Donantes: "Estamos
pidiéndole a Dios ..."
Cuatro niños recibirán
nuevos riñones para vivir más y
mejor. Un equipo médico de
salvadoreños y estadounidenses
realizará las intervenciones. Los
donantes están bien, y aunque
están alegres por la oportunidad aseguran
estar preocupados y nerviosos
- Mayuly
Ferrufino
- El Diario
de Hoy
Guillermo
García Larín tiene 39 años.
Su hijo José Luis tiene 14 y sufre de
insuficiencia renal, una condición
dolorosa que puede resultar mortal.
Pero José Luis tiene una esperanzas.
Su sueño de contar con otro
riñón se realizará el
martes cuando su padre le done uno de sus
riñones y un equipo de médicos,
especialistas y cirujanos realicen el milagro de
transplantarlo en su cuerpo enfermo.
El padre de José Luis está
contento, pero no deja de preocuparse.
"No es una cuestión fácil la
que van a hacer los doctores", asegura Guillermo
quien sostiene que confía en Dios y en
los especialistas para que todo salga bien.
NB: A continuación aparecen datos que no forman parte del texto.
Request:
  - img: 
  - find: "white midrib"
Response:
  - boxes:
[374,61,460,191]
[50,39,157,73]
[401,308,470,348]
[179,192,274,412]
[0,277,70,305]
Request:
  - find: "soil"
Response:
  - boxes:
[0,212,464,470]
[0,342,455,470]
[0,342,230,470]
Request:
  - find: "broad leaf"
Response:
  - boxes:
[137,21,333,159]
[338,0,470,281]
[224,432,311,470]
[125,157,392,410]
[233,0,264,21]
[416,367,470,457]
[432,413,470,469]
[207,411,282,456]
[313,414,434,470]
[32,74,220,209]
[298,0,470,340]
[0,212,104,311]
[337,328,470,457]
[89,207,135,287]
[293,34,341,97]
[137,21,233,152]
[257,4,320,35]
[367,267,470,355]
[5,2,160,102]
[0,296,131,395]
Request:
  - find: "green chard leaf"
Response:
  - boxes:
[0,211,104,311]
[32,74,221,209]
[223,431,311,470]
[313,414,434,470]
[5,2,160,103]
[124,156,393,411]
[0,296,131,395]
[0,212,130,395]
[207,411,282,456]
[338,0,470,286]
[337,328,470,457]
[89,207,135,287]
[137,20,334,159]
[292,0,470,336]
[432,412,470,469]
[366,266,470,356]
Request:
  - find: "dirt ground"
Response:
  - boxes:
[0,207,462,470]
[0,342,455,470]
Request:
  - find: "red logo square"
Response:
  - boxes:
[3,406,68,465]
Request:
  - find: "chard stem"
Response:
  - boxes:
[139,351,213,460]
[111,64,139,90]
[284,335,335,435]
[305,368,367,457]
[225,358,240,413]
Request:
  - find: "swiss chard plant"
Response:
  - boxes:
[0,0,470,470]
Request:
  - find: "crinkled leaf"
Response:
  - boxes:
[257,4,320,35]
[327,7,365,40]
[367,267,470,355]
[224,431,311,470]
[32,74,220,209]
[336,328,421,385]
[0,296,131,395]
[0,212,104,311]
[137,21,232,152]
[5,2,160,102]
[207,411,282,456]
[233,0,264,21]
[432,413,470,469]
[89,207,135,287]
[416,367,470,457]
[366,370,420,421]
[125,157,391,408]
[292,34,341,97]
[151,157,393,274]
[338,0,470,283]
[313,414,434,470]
José luis es el mayor de sus hermanos
y tiene dos años de estar esperando que
se realice este transplante.
Sus padres lo llevaron a diferentes
especialistas con la esperanza de que hubiese
algún error en el diagnótico, pero
la situación continuó. José
Luis necesitó de diálisis
peritoneal y de hemodiálisis para poder
seguir adelantes.
Ahora se contempla una solcuión
definitiva no sólo para José Luis,
sino también para otros niños.
Oscar, de 12 años, será el
primer niño en ser tranplantado. Su
tía Ester Guadalupe, la hermana de su
padre, donará uno de sus riñones
para que su sobrino tenga una vida más
feliz.
La muchacha de 22 años está
tranquila y optimista, asegura la madre de Oscar
quien luce tranquila, pero asegura que
"ríe por no llorar". Oscar, por su parte,
está feliz. Él y sus demás
compañeros de sala han visto morir a
varios niños a causa de la insuficiencia
renal y esperan poder cambiar sus vidas con
estas operaciones.
Gloria Elizabeth también será
donadora. Su hija, Patricia Rebeca, tiene 12
años de edad y ha permanecido en el
hospital por más de una mes a causa de
una peritonitis. "Ultimamente ha estado bien
decaída por la peritonitis", sostiene la
madre quien confiesa estar nerviosa.
"Lo que más me duele es que voy a
estar sin ver a mis otras hijas por cinco
días", explica Gloria Elizabeth quien
informó que ayer Patricia Rebeca
recibió la confirmación por parte
del Padre Nelson.
Antonieta también recibió la
confirmación ayer. Su madre María
Luisa será la donante para su
transplante. "La niña está
animada", asegura.
Aunque nerviosa, María Luisa
está positiva. "Es una vida la que se va
a salvar. Yo la tuve y este transplante va a ser
como volverla a tener", sostiene la madre con
firmeza.
Antonieta es una de las tres hijas de
María Luisa quien asegura que la vida no
ha sido la misma desde que la niña se
enfermó.
"Antes iban al colegio las tres juntas y sus
hermananas han estado tristes desde que la
niña se enfermó", sostiene la
mamá.
Pero la lucha a penas comienza.
Después de los transplantes, los
cuatro niños deberán recibir
medicamentos de por vida para que su orbganismo
no rechaze el órgano donado. La
fundación conformada por los padres de
niños con insuficiencia renal ha recibido
varios donativos, pero los costos de los
medicamentos son altos.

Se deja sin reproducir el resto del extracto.